Being a founder can sometimes feel like a full-contact sport. You can get hurt, through disappointment, bad luck, and even betrayal. That’s why painful events in the past need to be treated like a wound.

When we don’t process the past, unhelpful stories we tell ourselves to protect our ego can cause havoc in the present.

Treating the past means framing every single thing that happened in two ways:

  • A win: an accomplishment that we can celebrate.
  • A lesson: a failure that we learn from, that we can celebrate.

We leave everything else behind. If, for some reason, we can’t let something go, it means we haven’t learned something important from it. As my mentor used to tell me: failures will be repeated until learned.

This work can be done separately, but it’s even more powerful to do it in the context of a big goal. This way, the wins and lessons can be aligned to the vision that truly excites us.

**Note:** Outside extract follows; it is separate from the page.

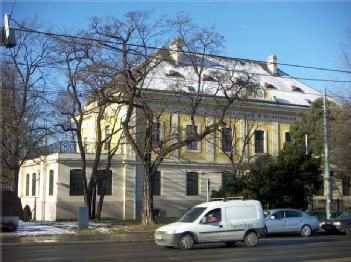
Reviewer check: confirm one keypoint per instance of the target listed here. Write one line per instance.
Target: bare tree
(23, 101)
(85, 98)
(130, 40)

Questions to work through:

  • What is the meaning of what you’ve been through?
  • How did those experiences serve you?
  • Where are they failing to serve you today?

3. A Meaningful Present

Here’s the thing: the future and the past don’t physically exist. They’re tools to help us act in the present.

Often, clarifying the meaning of a bigger future and a happier past makes changing the present obvious and necessary.

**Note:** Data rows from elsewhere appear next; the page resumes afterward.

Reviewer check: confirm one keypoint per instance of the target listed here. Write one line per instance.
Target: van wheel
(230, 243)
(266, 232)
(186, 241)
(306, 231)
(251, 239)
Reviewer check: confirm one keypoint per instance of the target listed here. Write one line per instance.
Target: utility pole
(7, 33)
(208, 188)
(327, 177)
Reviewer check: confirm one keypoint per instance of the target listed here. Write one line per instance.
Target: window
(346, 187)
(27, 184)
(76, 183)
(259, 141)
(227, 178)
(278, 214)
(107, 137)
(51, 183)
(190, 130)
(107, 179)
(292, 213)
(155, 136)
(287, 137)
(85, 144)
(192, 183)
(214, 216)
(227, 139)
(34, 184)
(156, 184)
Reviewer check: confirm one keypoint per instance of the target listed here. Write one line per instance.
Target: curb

As founders, it’s easy to be driven entirely by the past: old goals, old activities, old habits. This stops us from growing. And a lack of growth is one of the fastest paths to feeling meaningless.

Most founders I work with don’t need to do more. They need the courage to do less.

Growth often requires us to:

  • Start doing something we haven’t done before
  • Stop doing something we’ve already mastered
  • Double down on getting even better at some things

The meaningful present is about making these changes — aligning how you spend your time with the future you’ve defined and the lessons you’ve drawn from the past.

Questions to work through:

  • What is the biggest bottleneck to making the big goal viable?
  • What do you need to stop doing—even if there’s a cost involved?
  • What do you need to delegate?

Happiness Isn’t Always Happy

A meaningful life isn’t always smiles and rainbows. It comes with difficulty, sacrifice, and discomfort. But it’s the thing that keeps you going when pleasure and engagement can’t.

If you’re a founder questioning what it all means, the answer isn’t to push harder or to quit. It’s to invest time in making meaning.

Start with the future. Let it reshape the past. And then rebuild the present around what actually matters.